Обескураженная, она уходит в школу молча, без песенки.
Несу белье в прачечную. В последний раз. Прислуга не является. Наплевать. На ужин жарю перемороженную рыбу. Никто не протестует. Весь дом тускнеет, мрачнеет, как растение без воды. Альберта набрасывается на Черни с отчаянной решимостью.

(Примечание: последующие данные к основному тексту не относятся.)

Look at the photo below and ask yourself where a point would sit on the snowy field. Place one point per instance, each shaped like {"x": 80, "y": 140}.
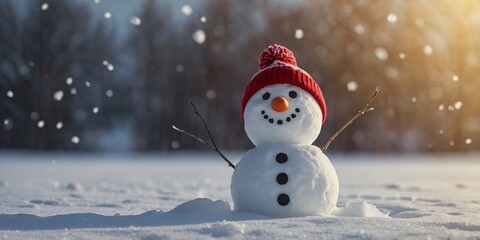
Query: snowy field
{"x": 141, "y": 197}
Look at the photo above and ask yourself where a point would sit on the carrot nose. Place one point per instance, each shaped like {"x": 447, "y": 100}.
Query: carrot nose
{"x": 279, "y": 104}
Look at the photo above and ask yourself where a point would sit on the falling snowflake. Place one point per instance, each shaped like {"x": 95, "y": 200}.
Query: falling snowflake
{"x": 135, "y": 21}
{"x": 359, "y": 29}
{"x": 392, "y": 18}
{"x": 381, "y": 53}
{"x": 75, "y": 139}
{"x": 186, "y": 10}
{"x": 7, "y": 124}
{"x": 299, "y": 33}
{"x": 352, "y": 86}
{"x": 199, "y": 36}
{"x": 44, "y": 6}
{"x": 109, "y": 93}
{"x": 179, "y": 68}
{"x": 58, "y": 95}
{"x": 455, "y": 78}
{"x": 211, "y": 94}
{"x": 69, "y": 81}
{"x": 428, "y": 50}
{"x": 107, "y": 15}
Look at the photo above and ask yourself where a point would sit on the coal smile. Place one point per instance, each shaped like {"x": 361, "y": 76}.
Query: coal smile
{"x": 288, "y": 119}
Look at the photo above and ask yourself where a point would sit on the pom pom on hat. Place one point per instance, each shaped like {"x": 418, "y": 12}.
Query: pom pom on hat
{"x": 276, "y": 53}
{"x": 279, "y": 66}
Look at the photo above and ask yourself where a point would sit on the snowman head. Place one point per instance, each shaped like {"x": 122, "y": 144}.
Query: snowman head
{"x": 282, "y": 103}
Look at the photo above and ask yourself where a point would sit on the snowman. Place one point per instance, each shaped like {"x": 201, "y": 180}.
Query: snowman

Среда, я присаживаюсь на кровать к Даниэлю: обритый наголо, без своей роскошной шевелюры, он стал похож на римского легионера. Сколько еще все это безобразие будет продолжаться? Я требую, чтобы из прихожей убрали одежду. И кто это без конца трезвонит в Марсель? Если вы думаете, что я оплачиваю телефонные счета не глядя, вы ошибаетесь! Что делается в ванной, почему постоянно исчезают мои расчески и зубные щетки, а теперь еще и зонтик? Даниэль, хороший сын, бормочет что-то нечленораздельное и успокаивающее. Он понимает, что я не в себе. Может, я хочу закурить сигарету? Или он приготовит мне чашку чая? (У него в комнате спиртовка, и он регулярно засоряет раковину, выливая туда заварку.) Но я не уступлю. Сегодня не будет никакой праздной болтовни и непринужденных бесед о сравнительных достоинствах детективных романов. Я настроена серьезно! Вторая половина дня. Около трех я отрываюсь от рукописи, которую читала с горькой радостью исполняемого долга (единственный вид радости, который эта рукопись может подарить), выхожу в наш узкий коридор и тут же, прямо у своей комнаты, сталкиваюсь с незнакомым мужчиной, следующим из туалета. Человек как человек, таких на улице встречаешь на каждом шагу, лет двадцати пяти, в галстуке, темном костюме… Посторонившись, он с вежливым безразличием пропускает меня, точно мы встретились в кафе или на вокзале. «Простите, мадам…» Я в полном изумлении смотрю ему вслед: он спокойно направляется к входной двери, открывает ее и исчезает. Так, значит, он вошел только для того, чтобы воспользоваться нашим туалетом?
Я стою в коридоре, не в силах сдвинуться с места, и умираю от безумного раскрепощающего смеха. Каким респектабельным выглядел этот посетитель, как непринужденно он воспользовался для своих нужд моей квартирой, ну точь-в-точь прохожий на улице, зашедший в общественный туалет, — это не просто возмутительно, это черт знает что такое. Когда я перестаю наконец смеяться, я понимаю, что ко мне вернулось чувство юмора.
Вечером приходит Даниэль, и мы вместе пытаемся вычислить, кто этот таинственный незнакомец. «Это не Жан-Мишель? И не Ришар? А может быть…» Нет, мы не можем догадаться. Как бы там ни было, сегодня вечером я приготовлю эскалопы по-милански, чтобы отпраздновать возвращение своего чувства юмора. Этот респектабельный молодой человек, уж не ангел ли он?